×

Szczena z „Chłopaków do wzięcia” pokazał dziecko. W sieci zawrzało!

Szczena z „Chłopaków do wzięcia” pokazał dziecko i… przeraził internautów. W sieci zawrzało od negatywnych komentarzy. Obok życzeń popłynęły gorzkie słowa, pełne niepokoju o losy Marcelka.

Szczena z „Chłopaków do wzięcia” pokazał dziecko

Na hasło „Szczena” lub „Ryszard, ty draniu, oddaj rower”, każdy fan programu „Chłopaki do wzięcia” doskonale wie o kogo chodzi. Pseudonim zyskał nie przez przypadek. Szczena wielokrotnie gubił zęby podczas bójek lub z powodu upojenia alkoholowego. Nawet zęby, które wstawiono mu za darmo w więzieniu, przepadły. Bo hulaszczy tryb życia, bezrobocie, pobyt w kryminale i nadużywanie alkoholu, to codzienność dla bohatera polsatowskiego programu.

Do tego dochodzi przemoc wobec partnerki. Zresztą i Joanna Wielocha do tej pory nie pozostawała dłużna Ryszardowi. Ich związek należał do bardzo burzliwych. W tle awantury i alkohol. W takich warunkach para poczęła Marcelka. Dlatego wiadomość o tym, że chłopiec przyszedł na świat, choć radosna, nie spotkała się z entuzjazmem wszystkich fanów programu.

Burza w komentarzach

Najpierw w sieci pojawiły się pogłoski o tym, że Joanna i Ryszard znowu się rozstali i kobieta trafiła do ośrodka dla samotnych mam.
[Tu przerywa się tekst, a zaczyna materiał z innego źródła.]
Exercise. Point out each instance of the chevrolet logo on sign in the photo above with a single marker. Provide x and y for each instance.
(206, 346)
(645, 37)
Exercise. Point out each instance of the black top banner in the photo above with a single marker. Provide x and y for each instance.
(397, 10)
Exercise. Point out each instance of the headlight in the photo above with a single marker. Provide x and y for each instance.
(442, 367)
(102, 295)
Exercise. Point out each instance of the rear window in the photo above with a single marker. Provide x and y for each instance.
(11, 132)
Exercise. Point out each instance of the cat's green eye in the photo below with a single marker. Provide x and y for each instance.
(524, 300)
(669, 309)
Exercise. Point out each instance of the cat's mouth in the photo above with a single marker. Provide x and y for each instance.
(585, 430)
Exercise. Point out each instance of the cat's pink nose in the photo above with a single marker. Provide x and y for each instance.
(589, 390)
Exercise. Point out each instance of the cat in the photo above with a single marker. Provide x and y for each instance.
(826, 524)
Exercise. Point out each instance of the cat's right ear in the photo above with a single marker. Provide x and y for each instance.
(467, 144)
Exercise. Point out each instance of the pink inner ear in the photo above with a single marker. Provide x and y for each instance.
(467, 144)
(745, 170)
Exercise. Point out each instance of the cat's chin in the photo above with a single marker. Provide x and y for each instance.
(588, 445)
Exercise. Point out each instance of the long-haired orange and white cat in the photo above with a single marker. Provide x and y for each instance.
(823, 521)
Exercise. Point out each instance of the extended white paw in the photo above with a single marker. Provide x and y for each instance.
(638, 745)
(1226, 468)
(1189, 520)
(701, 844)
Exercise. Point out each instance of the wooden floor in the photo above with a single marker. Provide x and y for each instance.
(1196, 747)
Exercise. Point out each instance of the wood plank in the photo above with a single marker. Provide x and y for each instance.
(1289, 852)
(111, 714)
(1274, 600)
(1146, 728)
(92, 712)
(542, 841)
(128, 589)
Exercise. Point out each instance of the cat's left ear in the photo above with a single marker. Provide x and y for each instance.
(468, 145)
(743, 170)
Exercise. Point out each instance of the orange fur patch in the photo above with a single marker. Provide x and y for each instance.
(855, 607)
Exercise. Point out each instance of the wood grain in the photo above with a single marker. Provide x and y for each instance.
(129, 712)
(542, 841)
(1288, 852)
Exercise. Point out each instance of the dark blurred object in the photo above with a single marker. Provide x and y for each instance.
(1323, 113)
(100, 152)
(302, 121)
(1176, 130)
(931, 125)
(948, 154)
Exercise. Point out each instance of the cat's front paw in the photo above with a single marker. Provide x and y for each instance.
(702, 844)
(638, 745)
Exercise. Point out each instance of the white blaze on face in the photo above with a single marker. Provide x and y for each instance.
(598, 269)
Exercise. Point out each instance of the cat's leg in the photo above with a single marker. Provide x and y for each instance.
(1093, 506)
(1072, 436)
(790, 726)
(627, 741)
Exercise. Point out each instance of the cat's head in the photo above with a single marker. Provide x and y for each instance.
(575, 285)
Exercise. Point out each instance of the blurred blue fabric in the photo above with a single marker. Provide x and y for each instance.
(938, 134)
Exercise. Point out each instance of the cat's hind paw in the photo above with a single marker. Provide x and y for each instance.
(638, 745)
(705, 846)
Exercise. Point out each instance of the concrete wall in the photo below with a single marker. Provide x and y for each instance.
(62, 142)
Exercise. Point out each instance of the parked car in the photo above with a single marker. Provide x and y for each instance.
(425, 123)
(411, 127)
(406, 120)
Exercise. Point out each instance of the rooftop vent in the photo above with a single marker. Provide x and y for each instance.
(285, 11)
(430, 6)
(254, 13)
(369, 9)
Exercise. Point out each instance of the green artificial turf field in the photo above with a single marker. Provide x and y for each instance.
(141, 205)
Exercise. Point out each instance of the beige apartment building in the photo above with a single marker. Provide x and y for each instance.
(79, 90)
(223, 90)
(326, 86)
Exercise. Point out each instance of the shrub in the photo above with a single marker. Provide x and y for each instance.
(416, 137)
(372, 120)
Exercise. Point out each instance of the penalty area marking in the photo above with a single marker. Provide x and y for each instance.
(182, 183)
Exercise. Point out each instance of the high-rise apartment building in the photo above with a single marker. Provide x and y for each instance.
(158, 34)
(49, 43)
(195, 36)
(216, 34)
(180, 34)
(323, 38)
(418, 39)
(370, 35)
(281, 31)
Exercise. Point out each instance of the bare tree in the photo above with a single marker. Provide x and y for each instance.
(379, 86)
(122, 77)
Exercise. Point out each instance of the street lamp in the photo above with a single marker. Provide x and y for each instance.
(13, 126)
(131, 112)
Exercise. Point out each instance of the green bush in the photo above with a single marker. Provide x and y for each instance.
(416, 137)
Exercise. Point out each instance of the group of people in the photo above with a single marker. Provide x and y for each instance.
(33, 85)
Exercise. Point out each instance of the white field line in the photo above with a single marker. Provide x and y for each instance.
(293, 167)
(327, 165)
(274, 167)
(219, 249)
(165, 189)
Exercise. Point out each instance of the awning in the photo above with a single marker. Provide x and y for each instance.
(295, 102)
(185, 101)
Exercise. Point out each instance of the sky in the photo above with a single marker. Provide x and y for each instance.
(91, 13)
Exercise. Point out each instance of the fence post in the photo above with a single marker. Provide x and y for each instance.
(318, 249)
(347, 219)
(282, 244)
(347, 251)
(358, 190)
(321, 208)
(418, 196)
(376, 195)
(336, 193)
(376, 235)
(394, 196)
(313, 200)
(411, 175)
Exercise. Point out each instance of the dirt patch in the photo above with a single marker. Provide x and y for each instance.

Ta informacja zbulwersowała internautów tym bardziej, że Szczena ma już jedno dziecko, ale się nim nie zajmuje. Czyżby tak samo chciał postąpić i tym razem?

Gdy pochwalił się narodzinami synka, wywołał falę komentarzy. Widzowie są przerażeni tym, jaki los czeka Marcelka przy rodzicach takich jak Joanna i Ryszard. Doskonale wiedzą, w jakich warunkach mieszka para i pamiętają, jak zachowywali się w programie.

Alkoholizm, recydywa, patologia, brak podstawowych warunków do rozwoju dziecka. Szkoda malucha

Dumni byliście jak cholera, że chlejecie dyktę, do roboty żadne się nie garnęło, a w domu bałagan i brud!

Mam nadzieję że tym maleństwem zajmą się odpowiednie służby, wyrwą z patologicznych warunków i znajdą prawdziwy kochający dom

– piszą internauci.

Gdy jedna z internautek zapytała:

Czy ten maluszek będzie wychowywał się w tych warunkach mieszkaniowych, które zostały pokazane w programie?

Otrzymała odpowiedź od Joasi Wielochy. Ale pewnie nie takiej się spodziewała…

Co ciebie to obchodzi, ciekawska jesteś w ch*j, zajmij się swoim życiem, a nie w nasze życie wchodzisz. Nie masz nic do roboty, żegnam

– napisała kobieta.

Jaka przyszłość czeka małego Marcelka?